Salesforce notes, “We’ll be able to train the AI across all of the case related information and conversations captured in Salesforce to automatically generate drafts of knowledge articles for human review, drastically cutting the time to create knowledge and making it easier to keep articles up to date.” The current agent-assist tools within Service Cloud listen to customer conversations, predict which knowledge article or piece of CRM data may prove helpful, and surface it for agents to help provide a response to the customer inquiry or issue. When used with Einstein GPT, the Service Cloud will be able to auto-generate the entire response for agents, which they can review or approve, and publish. Einstein GPT can also auto-generate knowledge articles for evaluation based on successful customer conversation transcripts. The key for the near future is to maintain the human-in-the-loop to safeguard trust, and ensure accuracy and appropriateness.

While Generative AI will make knowledge more accessible for self-service capabilities, organizations need to ensure the accuracy of the information. ChatGPT can do amazing things, but it is also known to produce incorrect information and “hallucinations.” Human oversight will be required for the foreseeable future, reviewing the responses to ensure accuracy and non-bias.

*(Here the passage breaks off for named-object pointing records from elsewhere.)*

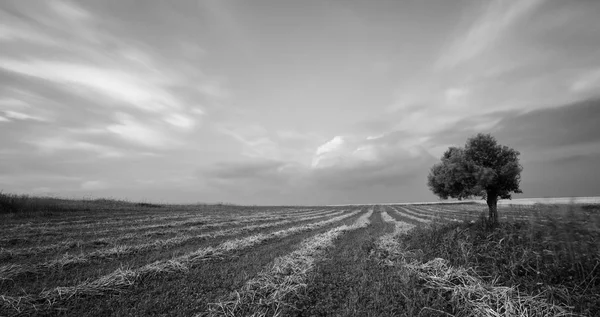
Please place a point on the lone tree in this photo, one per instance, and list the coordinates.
(482, 168)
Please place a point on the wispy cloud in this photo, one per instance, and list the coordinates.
(496, 19)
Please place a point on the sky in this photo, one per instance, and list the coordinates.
(292, 102)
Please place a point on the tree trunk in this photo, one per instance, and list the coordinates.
(492, 201)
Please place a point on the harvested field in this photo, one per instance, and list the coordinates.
(377, 260)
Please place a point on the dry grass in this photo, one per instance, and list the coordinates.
(410, 215)
(269, 293)
(472, 297)
(123, 278)
(11, 271)
(540, 268)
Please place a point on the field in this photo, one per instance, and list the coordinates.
(113, 258)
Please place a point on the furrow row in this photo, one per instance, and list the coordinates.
(123, 278)
(267, 293)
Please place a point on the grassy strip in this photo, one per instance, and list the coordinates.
(269, 293)
(11, 271)
(7, 254)
(443, 215)
(124, 278)
(348, 282)
(202, 219)
(388, 241)
(470, 296)
(467, 270)
(410, 215)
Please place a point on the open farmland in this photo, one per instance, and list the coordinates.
(125, 259)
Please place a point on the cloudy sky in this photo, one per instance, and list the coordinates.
(295, 102)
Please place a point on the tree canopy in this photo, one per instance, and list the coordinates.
(482, 168)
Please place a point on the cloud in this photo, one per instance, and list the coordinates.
(496, 19)
(588, 81)
(113, 84)
(21, 116)
(327, 151)
(94, 185)
(52, 145)
(137, 132)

We’re in the very early days of generative AI and ChatGPT so it’s too soon to predict its impact on knowledge management, but expect it to be significant.

Conclusion

Knowledge is a crucial element for both self- and assisted service in contact centers, requiring a modern, adaptable knowledge management platform. Organizations have a variety of options, with a variety of vendors offering these platforms. ChatGPT and generative AI will have a dramatic impact on knowledge management systems in the near future, impacting the way knowledge is curated, accessed, and used.